27 Mai 2025 - 23:09
Source: Parstoday
Palästinensische Schriftstellerin: "Menschen wie ich werden in den westlichen und arabischen Medien entweder mit Bomben oder mit Schlagzeilen eliminie

Eine palästinensische Schriftstellerin und Übersetzerin bezeichnete die westlichen und arabischen Medien als Komplizen des zionistischen Regimes beim Völkermord an den Menschen im Gazastreifen. 

Laut ParsToday schrieb Alaa Radwan, die heute in Kairo lebt, in einem von der englischsprachigen Nachrichtenagentur Middle East Eye veröffentlichten Artikel: „Israel hat meine Familie getötet und mein Zuhause zerstört, und die Welt scrollt einfach weiter.“ 

Laut IRNA verließ diese palästinensische Schriftstellerin mit ihren Kindern Gaza, um den Völkermord zu überleben, doch sie erlebt die Last der Vertreibung jeden Tag.

Sie schreibt über die schlimmen Erinnerungen an die Zerstörung ihres Hauses in Gaza: „Unser Haus stand im Nasser-Viertel von Gaza-Stadt. In jeder Ecke waren Erinnerungen an unser Lachen zu finden, und in jedem Raum waren unsere Tränen zu sehen. Stellen Sie sich vor, wie es wäre, alles zu verlieren. Die Wände, die ich sorgfältig gestrichen hatte; Die Vorhänge die ich mit Liebe ausgesucht hatte, die Küche, in der ich für meine Lieben kochte, der Flur, in dem meine Zwillinge ihre ersten Schritte machten, und das Bücherregal voller Bücher."

„Es ist, als wären wir unsichtbare Menschen. In den westlichen und sogar arabischen Medien werden Leute wie ich entweder mit Bomben oder mit Schlagzeilen eliminiert,"schreibt sie.

Weiter klagt diese palästinensische Schriftstellerin: „Die Welt betrachtet uns Palästinenser als eine Statistik von Toten, Verletzten und Vertriebenen und nicht als Menschen.“

Sie fügte hinzu: "Für Israelis ist das psychologische Trauma des Krieges ein mediales Phänomen, doch in Gaza ist das psychologische Trauma der Schrecken des Krieges ein Privileg, das uns nicht gewährt wird. Die westlichen Medien verwischen die Unterscheidung zwischen Besatzer und Besetztem, zwischen Luftangriff und selbstgebauten Raketen, zwischen systematischer Belagerung und Widerstand."

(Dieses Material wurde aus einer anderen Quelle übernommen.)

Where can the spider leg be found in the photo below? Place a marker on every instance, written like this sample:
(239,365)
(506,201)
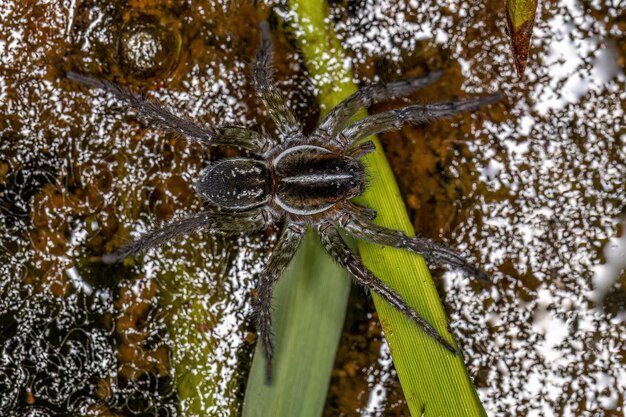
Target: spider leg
(337,118)
(166,120)
(362,228)
(226,223)
(420,113)
(263,72)
(339,250)
(283,253)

Über das Wortspiel der westlichen Medien zur Verteidigung der Verbrechen des Besatzerregimes schrieb sie: "Mit Formulierungen wie „Soldaten ins Visier nehmen“ oder „angebliches Filmmaterial der Tötungen veröffentlichen“ spielen die Medien eine wichtige Rolle dabei, die Verbrechen gegen die Bevölkerung des Gazastreifens unsichtbar zu machen."

„Obwohl Live-Bilder des Massakers an den Rettungskräften in Rafah der Welt zugänglich gemacht wurden, verwendeten die westlichen Medien weiterhin eine Sprache des Zweifels und mehrdeutige und zweideutige Worte, um über dieses Verbrechen zu berichten,“ so Frau Radwan weiter.

Für die palästinensische Schriftstellerin ist das Schweigen über die Verbrechen des israelischen Besatzerregimes oder die Veröffentlichung von Nachrichten zugunsten der Besatzer nicht nur eine moralische Frage. Sie fügt hinzu: „Es geht nicht nur um Moral, sondern auch darum, Ereignisse in der Geschichte festzuhalten. Wessen Schmerz wird aufgezeichnet und wessen Schmerz wird gelöscht? Es ist wichtig, wessen Stimmen die öffentliche Meinung, die internationale Politik und die Geschichte prägen."

„Wir sind nicht nur Zahlen. Wir sind nicht nur Opfer. Wir sind Menschen mit Namen, mit Erinnerungen, mit der Zukunft, die wir hatten. Wir verdienen es, gesehen zu werden. Ich bin nicht die Erste, die das sagt. Die Palästinenser erzählen der Welt seit Jahrzehnten ihre Geschichte. Doch jetzt, fast 20 Monate nach Beginn dieses Völkermordes, werden wir immer noch nicht gehört. Die Stille ist weiterhin lauter als der Lärm der Bomben und schwerer als die Trümmer zerstörter Häuser," schrieb Alaa Radwan.